Despite the company's argument that it would suffer economic harms and the Crown's submission that an injunction would cause greater tension, Justice Brown J. found the balance of convenience in favour of WFN on the basis that it was in the public's interest to grant the injunction in the circumstances of this case (where the rights to consultation and accommodation are ignored) to ensure constitutionally protected Aboriginal and treaty rights are honoured and respected (at paras. 70 to 72):

" I have taken into account the cases cited by both WFN and Solid Gold, including Lax Kw’alaams and Platinex.

I am mindful of the importance of reconciliation and the derivative concepts of consultation and accommodation as they have developed in Canadian jurisprudence. I am further mindful of the Crown’s position that an injunction would not foster relations, but would exacerbate tensions. While a facilitation of the duty to consult is preferable, it is not always possible.

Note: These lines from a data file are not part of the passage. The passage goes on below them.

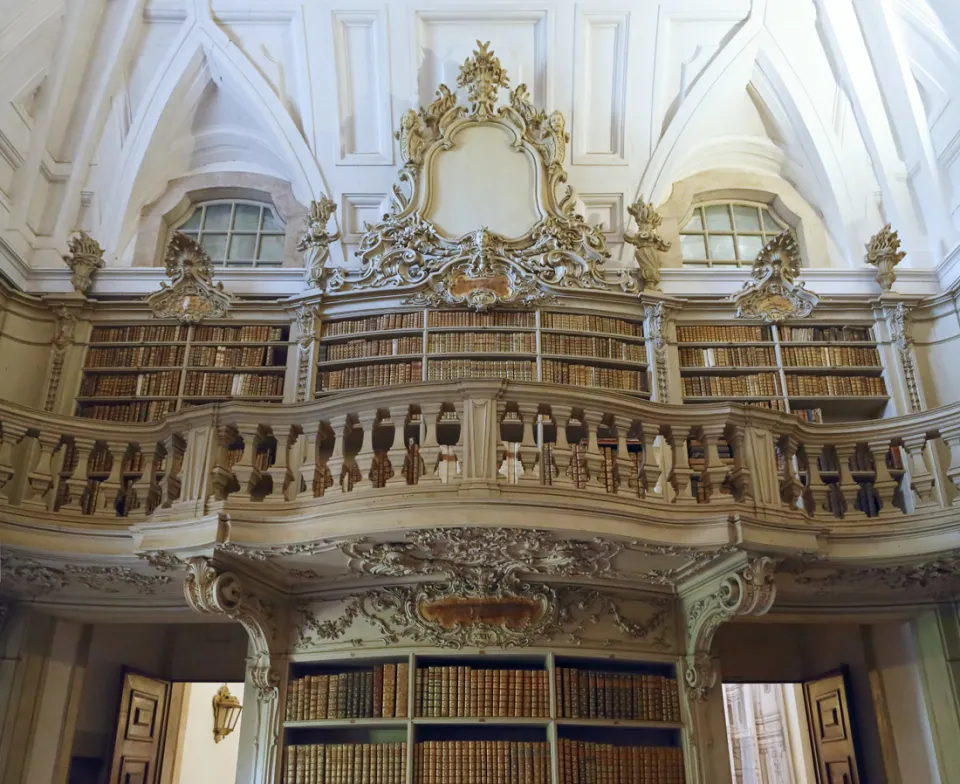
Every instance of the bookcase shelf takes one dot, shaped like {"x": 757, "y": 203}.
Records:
{"x": 127, "y": 365}
{"x": 816, "y": 372}
{"x": 531, "y": 749}
{"x": 555, "y": 347}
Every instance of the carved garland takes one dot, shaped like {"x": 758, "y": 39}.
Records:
{"x": 480, "y": 269}
{"x": 193, "y": 295}
{"x": 750, "y": 590}
{"x": 774, "y": 294}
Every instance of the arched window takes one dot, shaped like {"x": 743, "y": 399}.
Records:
{"x": 237, "y": 233}
{"x": 727, "y": 233}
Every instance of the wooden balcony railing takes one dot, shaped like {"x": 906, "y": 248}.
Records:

I am also mindful of WFN’s position that to refuse to enjoin Solid Gold from its drilling, in the circumstances of this case, will send a message that Aboriginal and treaty rights, including the rights to consultation and accommodation can be ignored by exploration companies, rendering the First Nations constitutionally–recognized rights meaningless. This would not be in the public interest. It is in the public interest to ensure that the Constitution is honoured and respected."